Increasing numbers of people are refusing to play the "work-till-you- drop-then-wonder-where-your-life-went-game..." You know the one, where you drag yourself home one night and ask your beloved who the two unwashed, spotty louts camped on the sofa are - to be told they're your sons.

It seems no one's happy. Either you can't find work or you're drowning in too much of it. More and more victims of downsizing and rightsizing - euphemisms which hide the spectre of redundancy - are signing on. Meanwhile, the poor devils left behind stagger under the work that still has to be done - whether or not half of the staff have gone. But there's rebellion afoot.

Some, even without the fat redundancy cheque to keep the sheriff and his posse from the door, are refusing to play. They want their lives back. The barefaced cheek.

If you asked Christine what she thought of downshifting, she'd say: "Is that one of the jobs in a duvet factory?"

But downshifter she is. Until July last year, Christine was a senior manager in a national organisation. Seventy staff asked "How high?" when she sweetly requested them to jump. She handled a budget of nearly pounds 2m and competence was her middle name. Everybody adored her - a feat in itself for a manager.

Yet, thanks to her company's restructuring exercise, the monster of her responsibility grew and grew like topsy. Instead of getting more staff to help her share the load, when the well of delegating to others had run dry, the opposite happened - valuable people were laid off.

But some people are lucky enough to have a dream. Christine's dream was to be a youth hostel warden. Nothing could have been further from her cosmopolitan reality. It would be like Tony Blair shedding the Versace and joining the Sally Army.

So, she packed it all in and last month, at the age of 44, started her new life as assistant warden (you have to start somewhere) in a youth hostel, miles from civilisation - well, three from the nearest pub, anyway.

The leisure pursuits should be good, if you like that kind of thing - hill walking, skiing, bird watching. For company, there'll be a fresh batch of hostellers every weekend to help her enjoy the north of Scotland's beautiful, sheep-populated, desert. Along with other, near-forgotten nooks and crannies - one might hope.

She said that despite being skint, she had never been so happy in her life. That's quite a recommendation in anyone's book.

In their book, Getting a Life, Polly Ghazi and Judy Jones say that, according to research, one in eight people in work have taken steps toward downshifting or were thinking of doing so.
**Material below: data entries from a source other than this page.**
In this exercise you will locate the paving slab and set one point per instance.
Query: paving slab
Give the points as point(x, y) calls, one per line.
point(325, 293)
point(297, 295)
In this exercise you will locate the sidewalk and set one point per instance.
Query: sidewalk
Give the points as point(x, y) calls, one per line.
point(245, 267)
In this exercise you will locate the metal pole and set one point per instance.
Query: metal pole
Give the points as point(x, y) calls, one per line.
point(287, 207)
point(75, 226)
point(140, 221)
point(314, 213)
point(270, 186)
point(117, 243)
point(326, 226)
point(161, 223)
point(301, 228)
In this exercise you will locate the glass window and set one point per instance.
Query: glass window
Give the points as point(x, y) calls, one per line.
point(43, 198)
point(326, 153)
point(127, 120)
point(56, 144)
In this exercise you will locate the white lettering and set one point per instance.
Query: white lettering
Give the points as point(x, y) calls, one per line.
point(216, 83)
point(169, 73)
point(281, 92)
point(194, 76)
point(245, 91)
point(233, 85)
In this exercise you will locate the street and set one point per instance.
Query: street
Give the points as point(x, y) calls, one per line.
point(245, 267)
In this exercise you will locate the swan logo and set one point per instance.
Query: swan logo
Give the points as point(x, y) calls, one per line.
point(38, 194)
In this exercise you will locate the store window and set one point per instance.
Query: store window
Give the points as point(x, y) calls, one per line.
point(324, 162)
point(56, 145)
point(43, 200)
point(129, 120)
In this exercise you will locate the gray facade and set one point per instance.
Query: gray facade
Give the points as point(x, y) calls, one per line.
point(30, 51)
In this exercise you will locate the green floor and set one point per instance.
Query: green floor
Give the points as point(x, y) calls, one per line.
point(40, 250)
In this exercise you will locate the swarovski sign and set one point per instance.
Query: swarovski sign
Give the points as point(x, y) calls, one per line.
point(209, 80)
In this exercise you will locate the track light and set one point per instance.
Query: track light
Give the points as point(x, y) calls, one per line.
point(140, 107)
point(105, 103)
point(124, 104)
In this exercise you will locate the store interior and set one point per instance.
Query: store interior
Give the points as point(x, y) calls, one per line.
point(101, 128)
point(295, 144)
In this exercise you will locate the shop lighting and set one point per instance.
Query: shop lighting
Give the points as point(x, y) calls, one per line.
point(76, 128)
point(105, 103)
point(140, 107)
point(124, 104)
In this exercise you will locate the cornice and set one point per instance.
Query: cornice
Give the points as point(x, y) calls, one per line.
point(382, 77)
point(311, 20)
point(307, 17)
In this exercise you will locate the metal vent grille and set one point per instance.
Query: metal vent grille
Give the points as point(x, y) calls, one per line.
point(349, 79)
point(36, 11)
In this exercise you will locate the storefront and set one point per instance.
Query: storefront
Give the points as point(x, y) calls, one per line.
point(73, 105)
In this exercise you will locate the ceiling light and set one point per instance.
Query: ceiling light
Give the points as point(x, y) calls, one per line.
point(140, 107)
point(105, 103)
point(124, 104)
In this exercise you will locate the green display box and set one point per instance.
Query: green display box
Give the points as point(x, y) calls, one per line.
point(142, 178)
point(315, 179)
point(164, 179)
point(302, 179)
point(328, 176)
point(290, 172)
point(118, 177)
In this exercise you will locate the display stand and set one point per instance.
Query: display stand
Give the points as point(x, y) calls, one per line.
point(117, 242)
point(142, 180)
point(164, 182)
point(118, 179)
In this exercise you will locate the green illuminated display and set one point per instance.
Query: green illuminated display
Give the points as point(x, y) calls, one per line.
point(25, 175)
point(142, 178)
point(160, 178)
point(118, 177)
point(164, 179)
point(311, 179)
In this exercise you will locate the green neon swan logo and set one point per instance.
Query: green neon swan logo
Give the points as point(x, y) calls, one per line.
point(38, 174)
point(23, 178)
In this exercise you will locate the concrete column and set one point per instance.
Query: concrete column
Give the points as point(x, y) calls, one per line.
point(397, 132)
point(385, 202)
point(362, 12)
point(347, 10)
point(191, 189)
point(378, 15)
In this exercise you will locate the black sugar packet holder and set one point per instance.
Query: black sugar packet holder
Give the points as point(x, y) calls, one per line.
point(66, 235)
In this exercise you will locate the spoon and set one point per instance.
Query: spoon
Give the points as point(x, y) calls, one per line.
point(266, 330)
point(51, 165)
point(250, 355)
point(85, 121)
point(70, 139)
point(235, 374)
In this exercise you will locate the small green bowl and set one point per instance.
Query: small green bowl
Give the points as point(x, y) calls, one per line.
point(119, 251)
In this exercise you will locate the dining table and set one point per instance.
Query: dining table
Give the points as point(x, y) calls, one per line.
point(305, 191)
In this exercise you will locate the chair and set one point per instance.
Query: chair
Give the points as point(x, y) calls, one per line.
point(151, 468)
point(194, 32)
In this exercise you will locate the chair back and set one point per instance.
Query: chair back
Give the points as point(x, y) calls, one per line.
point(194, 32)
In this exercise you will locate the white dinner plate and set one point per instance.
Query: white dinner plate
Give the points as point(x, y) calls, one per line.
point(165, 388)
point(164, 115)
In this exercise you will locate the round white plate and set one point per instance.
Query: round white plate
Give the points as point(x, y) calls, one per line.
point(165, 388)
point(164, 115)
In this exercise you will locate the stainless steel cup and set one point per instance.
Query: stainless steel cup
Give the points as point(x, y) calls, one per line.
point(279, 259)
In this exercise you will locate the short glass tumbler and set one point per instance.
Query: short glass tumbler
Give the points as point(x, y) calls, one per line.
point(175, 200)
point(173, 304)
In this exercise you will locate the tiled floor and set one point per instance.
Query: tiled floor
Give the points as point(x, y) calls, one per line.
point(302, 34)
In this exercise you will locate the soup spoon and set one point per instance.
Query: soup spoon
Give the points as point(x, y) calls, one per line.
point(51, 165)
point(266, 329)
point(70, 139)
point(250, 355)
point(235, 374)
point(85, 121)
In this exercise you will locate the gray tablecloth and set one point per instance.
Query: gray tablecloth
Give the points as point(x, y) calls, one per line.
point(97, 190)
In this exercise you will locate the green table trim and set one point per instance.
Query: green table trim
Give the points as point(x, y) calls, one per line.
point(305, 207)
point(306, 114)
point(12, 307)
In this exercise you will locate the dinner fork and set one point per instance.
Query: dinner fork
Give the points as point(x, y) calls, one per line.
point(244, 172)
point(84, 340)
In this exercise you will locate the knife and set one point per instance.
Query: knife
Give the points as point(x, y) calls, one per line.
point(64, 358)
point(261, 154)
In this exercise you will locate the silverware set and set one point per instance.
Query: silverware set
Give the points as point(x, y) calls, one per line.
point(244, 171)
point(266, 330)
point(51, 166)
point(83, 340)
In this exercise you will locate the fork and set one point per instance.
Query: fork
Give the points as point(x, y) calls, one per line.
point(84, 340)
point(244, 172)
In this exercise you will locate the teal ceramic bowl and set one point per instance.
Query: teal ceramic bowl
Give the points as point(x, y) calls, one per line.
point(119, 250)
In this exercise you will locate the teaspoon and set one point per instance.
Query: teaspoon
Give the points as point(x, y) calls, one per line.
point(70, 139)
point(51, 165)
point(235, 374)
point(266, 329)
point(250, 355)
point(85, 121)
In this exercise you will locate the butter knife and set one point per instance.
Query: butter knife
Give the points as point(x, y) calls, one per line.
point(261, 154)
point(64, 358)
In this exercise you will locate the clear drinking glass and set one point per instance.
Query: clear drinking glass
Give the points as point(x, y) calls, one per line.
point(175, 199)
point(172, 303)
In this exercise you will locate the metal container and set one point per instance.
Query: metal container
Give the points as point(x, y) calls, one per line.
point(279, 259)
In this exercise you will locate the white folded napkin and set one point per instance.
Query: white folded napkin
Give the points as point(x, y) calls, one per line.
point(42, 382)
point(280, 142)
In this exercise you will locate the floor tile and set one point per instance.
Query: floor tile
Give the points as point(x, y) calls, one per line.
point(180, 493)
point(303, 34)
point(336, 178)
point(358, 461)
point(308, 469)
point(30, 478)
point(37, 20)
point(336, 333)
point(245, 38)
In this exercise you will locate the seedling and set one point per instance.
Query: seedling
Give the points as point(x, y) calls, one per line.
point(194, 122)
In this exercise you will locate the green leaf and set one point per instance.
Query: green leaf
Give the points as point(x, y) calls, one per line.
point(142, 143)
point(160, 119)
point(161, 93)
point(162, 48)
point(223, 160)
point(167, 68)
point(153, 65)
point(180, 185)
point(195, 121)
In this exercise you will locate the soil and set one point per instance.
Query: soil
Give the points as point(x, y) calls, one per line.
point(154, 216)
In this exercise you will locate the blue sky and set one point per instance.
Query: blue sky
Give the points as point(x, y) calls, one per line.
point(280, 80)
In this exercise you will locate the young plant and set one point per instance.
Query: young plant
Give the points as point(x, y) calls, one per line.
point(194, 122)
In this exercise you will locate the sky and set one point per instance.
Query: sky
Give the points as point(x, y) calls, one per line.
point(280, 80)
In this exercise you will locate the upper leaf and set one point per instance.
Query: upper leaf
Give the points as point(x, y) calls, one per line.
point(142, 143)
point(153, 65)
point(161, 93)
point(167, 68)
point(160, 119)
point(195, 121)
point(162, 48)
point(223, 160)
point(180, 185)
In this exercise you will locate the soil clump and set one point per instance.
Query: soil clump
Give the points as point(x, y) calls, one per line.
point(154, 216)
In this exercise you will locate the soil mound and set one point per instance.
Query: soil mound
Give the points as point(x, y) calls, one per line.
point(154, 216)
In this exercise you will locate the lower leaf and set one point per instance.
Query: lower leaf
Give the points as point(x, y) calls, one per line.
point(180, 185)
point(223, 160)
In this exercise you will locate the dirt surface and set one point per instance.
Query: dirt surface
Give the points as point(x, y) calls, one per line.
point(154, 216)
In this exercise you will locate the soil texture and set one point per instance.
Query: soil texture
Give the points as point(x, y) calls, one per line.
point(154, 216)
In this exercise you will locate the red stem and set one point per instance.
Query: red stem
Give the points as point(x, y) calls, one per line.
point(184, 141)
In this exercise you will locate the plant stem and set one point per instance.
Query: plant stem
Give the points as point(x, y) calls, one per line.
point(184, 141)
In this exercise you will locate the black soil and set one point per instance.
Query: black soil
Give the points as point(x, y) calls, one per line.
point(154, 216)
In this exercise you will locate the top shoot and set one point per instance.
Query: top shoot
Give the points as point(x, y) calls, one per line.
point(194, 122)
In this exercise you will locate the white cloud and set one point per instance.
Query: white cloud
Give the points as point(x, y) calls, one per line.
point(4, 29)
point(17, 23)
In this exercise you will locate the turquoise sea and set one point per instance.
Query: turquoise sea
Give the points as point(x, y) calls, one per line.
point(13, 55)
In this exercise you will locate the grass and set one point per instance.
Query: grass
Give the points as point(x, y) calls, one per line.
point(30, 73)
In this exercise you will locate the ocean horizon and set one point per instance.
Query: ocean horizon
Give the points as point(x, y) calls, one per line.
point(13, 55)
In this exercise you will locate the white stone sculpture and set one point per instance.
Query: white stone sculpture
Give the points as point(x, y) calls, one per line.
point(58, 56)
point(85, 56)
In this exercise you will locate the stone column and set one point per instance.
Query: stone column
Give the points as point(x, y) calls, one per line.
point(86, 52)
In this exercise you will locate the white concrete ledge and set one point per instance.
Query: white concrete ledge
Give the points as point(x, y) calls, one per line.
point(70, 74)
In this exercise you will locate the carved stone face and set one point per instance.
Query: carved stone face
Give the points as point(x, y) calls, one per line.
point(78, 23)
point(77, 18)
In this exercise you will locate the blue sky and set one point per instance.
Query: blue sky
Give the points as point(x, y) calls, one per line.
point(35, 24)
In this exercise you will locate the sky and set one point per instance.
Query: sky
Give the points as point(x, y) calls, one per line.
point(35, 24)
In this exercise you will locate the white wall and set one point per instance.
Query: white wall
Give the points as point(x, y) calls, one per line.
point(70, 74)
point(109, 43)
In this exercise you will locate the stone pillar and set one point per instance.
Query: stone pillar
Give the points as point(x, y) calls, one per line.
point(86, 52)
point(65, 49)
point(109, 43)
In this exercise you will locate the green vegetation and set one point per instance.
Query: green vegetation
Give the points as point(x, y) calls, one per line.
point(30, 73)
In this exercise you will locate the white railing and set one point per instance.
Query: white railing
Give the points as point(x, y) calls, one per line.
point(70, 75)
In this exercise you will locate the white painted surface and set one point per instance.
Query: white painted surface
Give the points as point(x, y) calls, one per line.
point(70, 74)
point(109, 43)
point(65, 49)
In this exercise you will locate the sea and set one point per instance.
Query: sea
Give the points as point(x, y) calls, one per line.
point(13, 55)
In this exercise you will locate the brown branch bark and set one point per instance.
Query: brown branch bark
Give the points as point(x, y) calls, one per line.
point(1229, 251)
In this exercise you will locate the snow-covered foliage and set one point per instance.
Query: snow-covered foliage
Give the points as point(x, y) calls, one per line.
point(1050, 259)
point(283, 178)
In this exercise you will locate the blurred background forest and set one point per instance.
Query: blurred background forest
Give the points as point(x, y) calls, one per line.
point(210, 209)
Of course it's not all plain sailing. "I don't deny there can be a downside - giving up home comforts to live in a small room was a daunting prospect," said Christine.

"But the compensations are immense. Imagine being able to walk along a lock shore before you start work. Beats hell out the dirt and stress of the daily drive to work."

Fine, but what about all the high-class gear she used to run around in? No sweat. "It's bliss to forget the office suits and leap into jumpers and baggy tracky bottoms - and you only need one kind of jacket here - a warm one."

On this note, she drove off for a swim and a sauna at a nearby leisure club.

It won't suit - or be possible - for everyone. But for those stuck in the grind, there may be a glimmer of hope on the horizon.

Recently, a social worker in Newcastle successfully sued his employer for negligence, after his second breakdown.

So, from now on, firms will have to look after their staff better, care about their workload and stress levels, in case they have to cough up when it all goes horribly wrong.

Meanwhile, Christine will be battling through forest and fern for a peek at the lesser-spotted tree auk or skittering up and down mountains with or without skis. Laughing at her great escape.